Trotz gründlicher Vorbereitung führen die gebückte Haltung und das Anheben und seitliche Anwinkeln des Kopfes nach ein paar Stunden zu Verspannungen und Schmerzen. Damit sich diese besser aushalten lassen, empfiehlt Routinier Claudio, öfter die Position zu ändern, zum Beispiel durch Wechseln vom Sitzen ins Stehen. Viele sitzen falsch auf dem Sattel, was ebenfalls zu Rücken- und Nackenbeschwerden führen kann. Hier hilft das Bike-Fitting. Mittels Videoaufnahmen der Sitzposition und des Bewegungsablaufs können Fehlstellungen erkannt und zusätzlich mit einer Satteldruckmessung die Sitzposition optimiert werden.

Hände, Füsse und Knie

Auf den Handgelenken und Händen lastet viel Druck, je nach Vorneigen des Oberkörpers. Das kann zu Taubheit in den Händen führen.
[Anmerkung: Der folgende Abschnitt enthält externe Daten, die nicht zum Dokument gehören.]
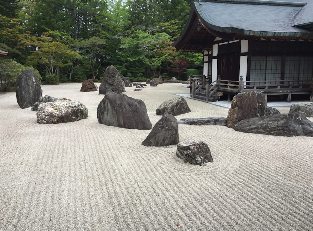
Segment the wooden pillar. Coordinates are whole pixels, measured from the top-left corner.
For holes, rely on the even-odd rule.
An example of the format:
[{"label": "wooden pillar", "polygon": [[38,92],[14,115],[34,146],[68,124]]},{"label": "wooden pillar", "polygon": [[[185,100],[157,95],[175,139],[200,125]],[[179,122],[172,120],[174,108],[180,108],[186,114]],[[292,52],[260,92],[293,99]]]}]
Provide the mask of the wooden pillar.
[{"label": "wooden pillar", "polygon": [[210,94],[210,80],[209,79],[208,76],[207,77],[206,82],[207,84],[207,101],[208,101],[209,95]]},{"label": "wooden pillar", "polygon": [[242,76],[240,76],[239,78],[239,84],[238,87],[238,90],[239,92],[242,92],[242,90],[244,89],[244,81]]},{"label": "wooden pillar", "polygon": [[195,97],[195,91],[196,90],[196,87],[195,84],[195,79],[192,78],[192,98]]}]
Ab und zu die Hände vom Lenker zu nehmen und zu bewegen, helfe auf der Tour, sagt Claudio. Im Bike-Fitting bieten Veränderungen in der Höhen- und Längeneinstellung des Lenkers eine Optimierung der Griffposition, was das Taubheitsgefühl vermindert. Öfter macht es jedoch Sinn, den Lenkervorbau zu wechseln, damit die Länge des Velos auf den Fahrenden passt. Die Position der Cleats ist in vielerlei Hinsicht entscheidend. Je nachdem, ob sie weiter vorne oder hinten am Schuh montiert sind, verändert sich der Hebel. Bei einem längeren Hebel muss mehr Stabilisationsarbeit geleistet werden, was zur Ermüdung der Wadenmuskulatur führen kann. Ein kürzerer Hebel entlastet Achillessehne, Fersen und Knie. Gegen Taubheit und gegen punktuelle Druckstellen helfen Einlagen zur Stützung des Fussgewölbes. Schmerzen in den Knien können von einer Fehlstellung des Sattels herrühren. So führte bei Claudio ein zu tiefer Neigungswinkel des Sattels zu einer übermässigen Belastung auf die Knie.

Gesäss

Die Investition in eine qualitativ hochstehende Velohose lohnt sich, genauso wie das Tragen der Velohose ohne Unterwäsche. Gegen Wundscheuern hilft Auftragen einer Sitzcrème. Vielfahrerin Judith empfiehlt die Crème von Assos. Zudem fahre sie besser mit Haaren im Intimbereich, da Schamhaare den Schweiss drainierten. «Rasiert man die Schamhaare, entstehen eher eingewachsene Haare, die sich durch die Reibung und den Schweiss entzünden können», sagt Judith. Den passenden Sattel zu finden, ist ein Prozess. Frauen brauchen in der Regel breitere Sättel, Männer schmalere. «Die Vorzüge sind so unterschiedlich wie die Anatomie der Menschen», sagt Judith, «ich kenne Velofahrer, die sich wohler fühlen auf einem Damensattel, da er den Druck besser verteilt und so einem Taubheitsgefühl des Damms und der Geschlechtsteile entgegenwirkt.»